Static Application Security Testing (SAST) — also known as "white-box testing" — analyzes source code to find security vulnerabilities early in the development lifecycle. Unlike dynamic testing that requires a running application, SAST reviews code structure and logic to identify issues like SQL injection, cross-site scripting (XSS), buffer overflows, and insecure cryptographic usage.
How SAST Works
- Code parsing: Build a model of the application (abstract syntax tree, control flow graph, data flow graph)

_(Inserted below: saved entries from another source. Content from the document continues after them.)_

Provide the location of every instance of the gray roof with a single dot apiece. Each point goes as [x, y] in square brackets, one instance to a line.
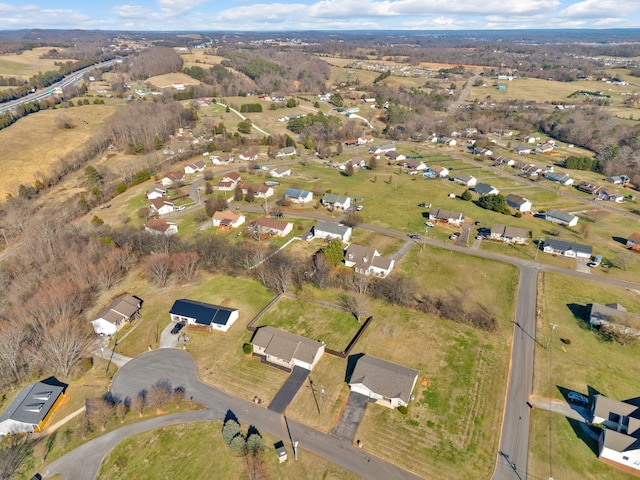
[330, 227]
[562, 246]
[33, 402]
[560, 215]
[384, 378]
[286, 346]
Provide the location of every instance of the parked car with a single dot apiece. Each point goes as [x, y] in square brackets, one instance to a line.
[176, 328]
[578, 398]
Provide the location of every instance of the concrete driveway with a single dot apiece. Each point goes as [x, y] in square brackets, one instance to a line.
[289, 390]
[349, 421]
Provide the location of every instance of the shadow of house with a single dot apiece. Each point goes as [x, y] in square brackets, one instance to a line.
[351, 365]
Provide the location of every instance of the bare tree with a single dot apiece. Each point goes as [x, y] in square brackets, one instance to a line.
[158, 267]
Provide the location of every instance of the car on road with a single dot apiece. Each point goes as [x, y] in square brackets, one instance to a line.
[176, 328]
[578, 398]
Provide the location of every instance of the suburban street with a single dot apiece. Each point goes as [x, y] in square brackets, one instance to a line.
[179, 368]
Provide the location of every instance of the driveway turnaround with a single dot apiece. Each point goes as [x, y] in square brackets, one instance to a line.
[178, 367]
[351, 417]
[288, 391]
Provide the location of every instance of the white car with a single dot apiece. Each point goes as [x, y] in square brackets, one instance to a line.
[577, 398]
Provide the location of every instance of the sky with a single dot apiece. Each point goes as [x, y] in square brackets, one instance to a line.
[283, 15]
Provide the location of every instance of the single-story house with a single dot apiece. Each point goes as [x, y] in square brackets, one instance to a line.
[156, 226]
[561, 178]
[121, 310]
[32, 407]
[445, 216]
[376, 150]
[194, 167]
[162, 206]
[619, 442]
[212, 317]
[633, 242]
[622, 180]
[561, 217]
[610, 196]
[249, 155]
[509, 234]
[465, 179]
[436, 171]
[297, 195]
[286, 349]
[259, 191]
[485, 189]
[285, 152]
[222, 159]
[566, 249]
[280, 172]
[588, 187]
[333, 200]
[615, 314]
[171, 178]
[332, 231]
[226, 219]
[387, 383]
[367, 261]
[156, 192]
[272, 226]
[518, 203]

- Analysis: Apply rules and patterns to detect security anti-patterns
- Taint analysis: Track untrusted input (e.g., user data) through the code to see if it reaches sensitive sinks (e.g., SQL queries) without sanitization
- Reporting: Generate findings with file location, severity, and remediation guidance
SAST in the Development Workflow
SAST integrates at multiple points:
- IDE plugins — Real-time feedback as developers write code
- Pre-commit hooks — Scan before code is committed
- CI/CD pipelines — Automated scans on every pull request
- Scheduled scans — Full repository scans on a regular cadence
SAST vs. DAST vs. SCA
| Technique | Tests | Requires Running App? | Finds | |---|---|---|---| | SAST | Source code | No | Code-level vulnerabilities | | DAST | Running application | Yes | Runtime vulnerabilities | | SCA | Dependencies | No | Known vulnerabilities in libraries | | IAST | Running app + code | Yes | Both code and runtime issues |
A mature AppSec program uses all of these techniques together.
Key Evaluation Criteria
- Language support — Coverage for your tech stack
- False positive rate — Accuracy of findings
- Speed — Scan time for your codebase
- Developer experience — Quality of remediation guidance, IDE integration
- CI/CD integration — Native support for your pipeline tools
Leading SAST Vendors
Major SAST tools include SonarQube, Checkmarx, Semgrep, Veracode, Snyk Code, GitHub Advanced Security (CodeQL), and Black Duck.